Harborview Advisors: The Back Story

The year was 1997, and my wife Kerry and I had a son on the way.  At the time, we were running a small coffee and sandwich shop at 100 Middle Street in Portland, Maine.  We bought the business with a loan secured by her father’s mobile home—he was an entrepreneur himself, and always believed in us.

Truth be told, we didn’t know much about what we had bought.  The menu was tired, customer flow was weak, and we had a lot to learn.  But both of us had restaurant experience, so we rolled up our sleeves.  We revamped the menu, focused on service, and soon business was booming—so much so that even the local police officers from across Middle Street became regulars.

When Kerry became pregnant in late 1996, we realized the business couldn’t support us if she stayed home to raise our son.  So, we sold the shop, made a profit, and repaid her dad.  Mission accomplished—but now I needed a real career.

I tried a few things—commercial mortgage brokering, acquisitions for a local real estate investor—but nothing stuck.  Then I looked down the hall from our old coffee shop and saw an office: Dean Witter.  I applied, interviewed, and was nearly immediately hired.
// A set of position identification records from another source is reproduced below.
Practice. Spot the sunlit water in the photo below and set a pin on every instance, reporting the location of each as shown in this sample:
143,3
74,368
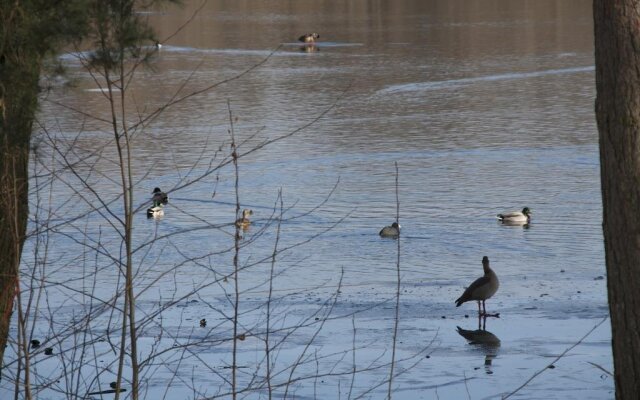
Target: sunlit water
484,107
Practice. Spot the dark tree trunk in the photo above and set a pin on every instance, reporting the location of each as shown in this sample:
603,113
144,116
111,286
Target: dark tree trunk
18,91
19,73
617,50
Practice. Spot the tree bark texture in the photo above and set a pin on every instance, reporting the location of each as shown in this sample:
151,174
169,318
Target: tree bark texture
15,132
617,53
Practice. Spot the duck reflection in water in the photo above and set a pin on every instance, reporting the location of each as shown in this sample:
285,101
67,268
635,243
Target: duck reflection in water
483,341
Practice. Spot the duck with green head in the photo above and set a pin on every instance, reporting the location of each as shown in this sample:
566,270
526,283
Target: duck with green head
523,216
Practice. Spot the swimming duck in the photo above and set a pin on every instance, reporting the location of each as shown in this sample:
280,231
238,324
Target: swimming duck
309,37
159,197
390,231
482,288
244,222
516,216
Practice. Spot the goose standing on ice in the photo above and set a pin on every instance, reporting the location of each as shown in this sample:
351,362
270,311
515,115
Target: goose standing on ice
309,37
392,231
244,222
523,216
482,288
158,199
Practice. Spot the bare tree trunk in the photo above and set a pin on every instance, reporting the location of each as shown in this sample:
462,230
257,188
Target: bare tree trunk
18,91
617,49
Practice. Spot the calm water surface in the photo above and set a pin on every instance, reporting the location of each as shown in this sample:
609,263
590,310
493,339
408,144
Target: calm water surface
485,106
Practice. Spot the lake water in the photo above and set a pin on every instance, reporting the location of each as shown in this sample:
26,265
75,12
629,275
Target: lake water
485,106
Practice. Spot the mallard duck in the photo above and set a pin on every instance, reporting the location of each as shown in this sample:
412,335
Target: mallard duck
516,216
159,197
482,288
244,222
155,211
392,230
309,37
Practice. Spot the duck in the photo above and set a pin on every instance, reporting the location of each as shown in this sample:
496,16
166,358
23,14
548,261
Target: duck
392,230
482,288
244,222
309,37
159,197
155,211
523,216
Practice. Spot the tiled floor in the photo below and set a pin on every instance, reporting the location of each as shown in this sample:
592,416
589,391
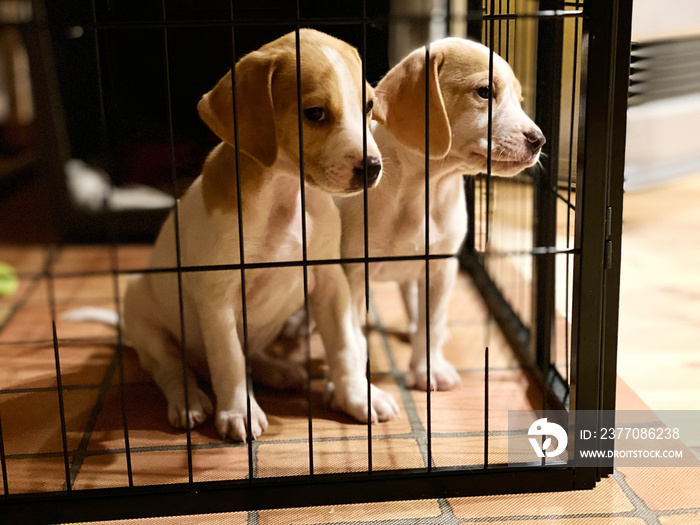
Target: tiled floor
95,438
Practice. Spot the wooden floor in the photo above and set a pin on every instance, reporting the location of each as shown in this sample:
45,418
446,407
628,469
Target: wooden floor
659,367
659,336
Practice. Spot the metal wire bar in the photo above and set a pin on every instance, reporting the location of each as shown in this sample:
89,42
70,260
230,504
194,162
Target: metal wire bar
368,367
114,262
428,70
178,253
489,138
114,266
486,407
567,329
241,240
3,463
303,230
57,361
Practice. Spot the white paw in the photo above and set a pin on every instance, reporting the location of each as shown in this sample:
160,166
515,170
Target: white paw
298,326
443,375
352,399
199,407
234,423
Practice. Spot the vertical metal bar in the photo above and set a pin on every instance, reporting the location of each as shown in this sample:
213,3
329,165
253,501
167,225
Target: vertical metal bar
448,17
120,363
61,406
427,253
500,26
508,32
178,254
241,242
548,107
572,131
113,258
486,408
57,362
606,30
475,13
305,267
470,189
368,368
489,138
621,14
3,463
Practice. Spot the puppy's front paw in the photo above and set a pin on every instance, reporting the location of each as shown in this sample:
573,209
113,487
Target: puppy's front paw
234,423
443,375
353,401
199,407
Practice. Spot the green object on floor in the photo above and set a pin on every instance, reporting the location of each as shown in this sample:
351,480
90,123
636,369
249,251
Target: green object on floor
8,280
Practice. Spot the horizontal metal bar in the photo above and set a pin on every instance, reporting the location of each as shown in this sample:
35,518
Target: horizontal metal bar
275,493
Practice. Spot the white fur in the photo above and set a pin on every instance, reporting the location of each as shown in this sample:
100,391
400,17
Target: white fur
396,208
212,301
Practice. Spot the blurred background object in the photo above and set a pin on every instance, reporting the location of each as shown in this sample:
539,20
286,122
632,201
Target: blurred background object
662,132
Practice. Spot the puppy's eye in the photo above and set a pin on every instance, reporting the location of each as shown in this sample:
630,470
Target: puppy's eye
315,114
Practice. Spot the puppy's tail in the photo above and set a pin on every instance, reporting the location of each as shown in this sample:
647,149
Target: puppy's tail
92,314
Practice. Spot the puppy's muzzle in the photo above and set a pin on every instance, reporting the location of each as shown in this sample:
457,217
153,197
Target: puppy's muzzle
535,140
374,168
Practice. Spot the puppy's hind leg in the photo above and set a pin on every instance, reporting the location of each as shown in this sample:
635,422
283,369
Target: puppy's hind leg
159,356
409,294
443,375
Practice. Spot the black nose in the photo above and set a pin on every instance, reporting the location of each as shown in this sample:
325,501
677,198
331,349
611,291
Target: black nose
535,139
374,167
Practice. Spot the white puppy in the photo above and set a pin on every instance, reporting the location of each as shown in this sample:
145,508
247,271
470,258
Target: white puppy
458,79
212,300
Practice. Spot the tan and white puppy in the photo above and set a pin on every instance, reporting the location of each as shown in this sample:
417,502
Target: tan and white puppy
458,80
268,139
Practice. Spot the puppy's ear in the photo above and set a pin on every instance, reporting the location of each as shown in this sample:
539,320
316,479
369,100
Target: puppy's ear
255,112
400,104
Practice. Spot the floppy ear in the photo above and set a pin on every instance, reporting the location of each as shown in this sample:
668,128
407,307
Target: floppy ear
255,112
400,102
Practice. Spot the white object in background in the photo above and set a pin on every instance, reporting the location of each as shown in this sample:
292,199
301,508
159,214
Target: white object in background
91,189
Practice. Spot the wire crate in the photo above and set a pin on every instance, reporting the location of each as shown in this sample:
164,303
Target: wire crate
534,328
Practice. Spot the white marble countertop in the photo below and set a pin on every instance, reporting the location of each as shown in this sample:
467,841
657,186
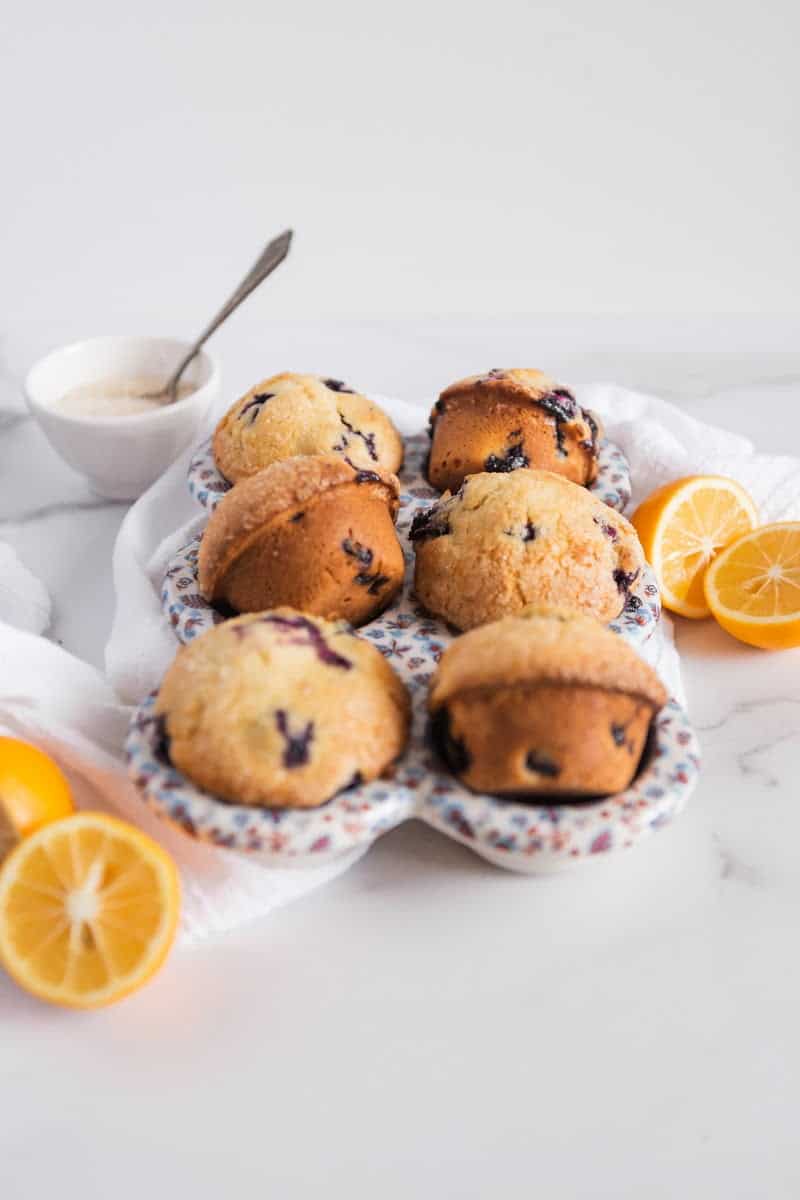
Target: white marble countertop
427,1025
Back then, the role was called stockbroker.  I had a strong grasp of the markets (finance had fascinated me since high school), but I wasn’t great at the “sales” part—especially the late nights of cold calling, pitching hot stocks and IPOs.  It was selling first, planning second, and that never sat right with me.

As the industry shifted (thanks to the rise of “Do Not Call” lists), I decided to take a new path.  In 2002, I teamed up with a few other advisors to go independent launching what is known today as Harborview Advisors.  That meant no longer being a W-2 employee of a big firm, but instead working under an independent broker-dealer as self-employed advisors.  We kept more of what we earned, but we also carried our own overhead—rent, staff, benefits, everything.  That suited me just fine.  I’ve always had an entrepreneurial streak.

We eventually switched broker-dealers (Boston worked better for us than the West Coast headquarters of Wells Fargo), and in 2014 we took the next big leap: registering our own investment advisory firm  with the SEC as Harborview Advisors.  I served as both Chief Operating Officer and Chief Compliance Officer for seven years.

By 2021, I was ready to step away from management and refocus entirely on what I enjoy most: serving clients.  My partners agreed, and we joined another independent RIA, based in North Carolina.  Today we operated under their regulatory umbrella but keeping the name Harborview Advisors.  I’m still fully independent and free to serve clients without sales quotas or home-office pressure.

That’s where I’ve landed after nearly three decades: helping clients pursue their goals with the benefit of hard-earned experience, an entrepreneurial mindset, and the independence to always put their interests first.